How do you integrate int tan^5(2x)sec^2(2x)?

2 Answers

\frac{\tan^6(2x)}{12}+C

Explanation:

Let \tan (2x)=u\implies 2\sec^2(2x)\ dx=du

\therefore \int \tan^5(2x)\sec^2(2x)\ dx

=\int u^5\ {du}/{2}

=1/2\int u^5\ du

=1/2 \cdot u^6/6+C

=\frac{\tan^6(2x)}{12}+C

Jul 27, 2018

tan^6(2x)/12+c

Explanation:

We'll have to make a trigonometric substitution here, and we have tangents and secants, so we're looking for either a tangent with an odd power or a secant with an event power.

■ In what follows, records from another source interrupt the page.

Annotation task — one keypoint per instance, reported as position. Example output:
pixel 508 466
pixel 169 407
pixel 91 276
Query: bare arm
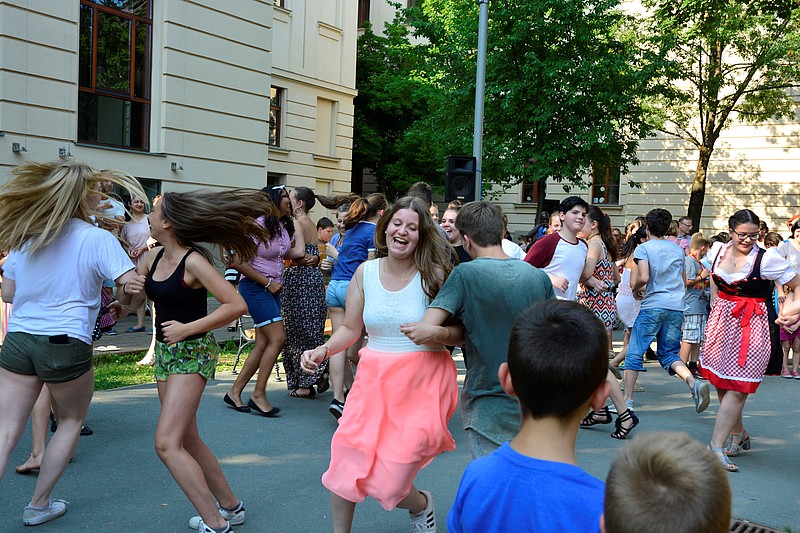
pixel 430 329
pixel 200 273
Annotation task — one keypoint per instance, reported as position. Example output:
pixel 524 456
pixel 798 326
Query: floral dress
pixel 304 311
pixel 603 303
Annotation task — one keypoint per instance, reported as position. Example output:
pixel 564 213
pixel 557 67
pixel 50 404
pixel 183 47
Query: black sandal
pixel 603 416
pixel 310 396
pixel 622 432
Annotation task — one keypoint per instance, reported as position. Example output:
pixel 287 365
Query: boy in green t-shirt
pixel 486 294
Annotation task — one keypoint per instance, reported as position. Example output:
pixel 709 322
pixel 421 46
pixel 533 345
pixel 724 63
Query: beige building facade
pixel 183 94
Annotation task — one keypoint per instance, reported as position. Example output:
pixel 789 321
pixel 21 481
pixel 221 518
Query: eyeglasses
pixel 745 236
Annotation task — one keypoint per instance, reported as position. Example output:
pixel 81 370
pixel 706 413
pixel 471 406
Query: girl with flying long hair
pixel 260 286
pixel 404 394
pixel 53 275
pixel 178 276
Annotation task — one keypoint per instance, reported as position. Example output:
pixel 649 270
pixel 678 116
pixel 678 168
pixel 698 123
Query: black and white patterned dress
pixel 304 311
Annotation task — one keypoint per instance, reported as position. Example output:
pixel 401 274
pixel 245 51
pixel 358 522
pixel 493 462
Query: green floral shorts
pixel 198 356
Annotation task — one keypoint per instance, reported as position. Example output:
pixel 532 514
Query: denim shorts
pixel 662 326
pixel 263 306
pixel 337 293
pixel 53 359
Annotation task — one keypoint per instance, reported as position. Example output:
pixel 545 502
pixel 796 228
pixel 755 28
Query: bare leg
pixel 337 361
pixel 729 417
pixel 268 344
pixel 342 511
pixel 180 398
pixel 18 394
pixel 629 378
pixel 71 402
pixel 40 416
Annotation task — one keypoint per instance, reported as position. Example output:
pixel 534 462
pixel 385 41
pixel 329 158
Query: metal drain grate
pixel 743 526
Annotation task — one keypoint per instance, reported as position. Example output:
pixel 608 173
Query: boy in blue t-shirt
pixel 660 268
pixel 533 483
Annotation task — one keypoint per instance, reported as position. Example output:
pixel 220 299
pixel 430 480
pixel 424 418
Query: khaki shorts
pixel 52 358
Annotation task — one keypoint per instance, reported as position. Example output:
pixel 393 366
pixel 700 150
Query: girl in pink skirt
pixel 404 394
pixel 737 345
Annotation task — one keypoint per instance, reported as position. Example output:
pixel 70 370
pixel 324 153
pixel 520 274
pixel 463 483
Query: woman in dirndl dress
pixel 737 345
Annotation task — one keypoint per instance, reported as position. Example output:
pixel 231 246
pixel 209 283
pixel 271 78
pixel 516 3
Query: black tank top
pixel 173 300
pixel 752 286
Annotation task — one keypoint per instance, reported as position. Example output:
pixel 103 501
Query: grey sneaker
pixel 425 520
pixel 700 395
pixel 33 516
pixel 203 528
pixel 234 518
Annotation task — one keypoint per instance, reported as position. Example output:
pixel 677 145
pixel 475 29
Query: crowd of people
pixel 403 286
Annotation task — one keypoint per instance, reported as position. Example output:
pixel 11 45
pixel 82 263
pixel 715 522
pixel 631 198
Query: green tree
pixel 724 60
pixel 392 96
pixel 566 85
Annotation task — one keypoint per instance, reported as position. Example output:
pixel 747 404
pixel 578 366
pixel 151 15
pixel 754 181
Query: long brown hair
pixel 365 208
pixel 433 253
pixel 225 217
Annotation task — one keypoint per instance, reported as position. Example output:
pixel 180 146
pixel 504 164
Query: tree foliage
pixel 565 89
pixel 723 60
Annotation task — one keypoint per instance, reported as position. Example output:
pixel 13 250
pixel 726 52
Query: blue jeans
pixel 662 326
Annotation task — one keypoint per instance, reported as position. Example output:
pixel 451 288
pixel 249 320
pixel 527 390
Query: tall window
pixel 605 184
pixel 275 109
pixel 115 46
pixel 530 193
pixel 363 11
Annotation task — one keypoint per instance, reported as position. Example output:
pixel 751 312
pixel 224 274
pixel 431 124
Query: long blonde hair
pixel 41 198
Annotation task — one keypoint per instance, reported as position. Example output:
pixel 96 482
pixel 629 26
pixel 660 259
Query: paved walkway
pixel 117 483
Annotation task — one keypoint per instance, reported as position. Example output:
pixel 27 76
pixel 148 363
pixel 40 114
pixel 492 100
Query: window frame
pixel 280 93
pixel 92 89
pixel 612 174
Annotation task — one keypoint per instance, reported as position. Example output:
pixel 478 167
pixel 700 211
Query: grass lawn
pixel 112 371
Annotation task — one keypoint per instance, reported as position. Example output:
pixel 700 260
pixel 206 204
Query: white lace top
pixel 773 266
pixel 385 311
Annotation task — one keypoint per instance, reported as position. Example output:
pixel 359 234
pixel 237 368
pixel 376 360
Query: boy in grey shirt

Since we have both in this case, it does not matter which one we choose for substitution. In this particular case, it seems like using tan(2x) would be easier because we already have a sec^2(2x).

So:

color(red)(u = tan(2x)
color(blue)(du = 2sec^2(2x)dx

Plugging that back into the original integral:

inttan^5(2x)sec^2(2x)dx

int2/2*tan^5(2x)sec^2(2x)dx

int1/2*color(red)(tan)^5color(red)((2x))*color(blue)(2sec^2(2x)dx

int1/2*color(red)(u)^5color(blue)(du

1/12u^6+c

Substitute u back in:

1/12tan^6(2x)+c or tan^6(2x)/12+c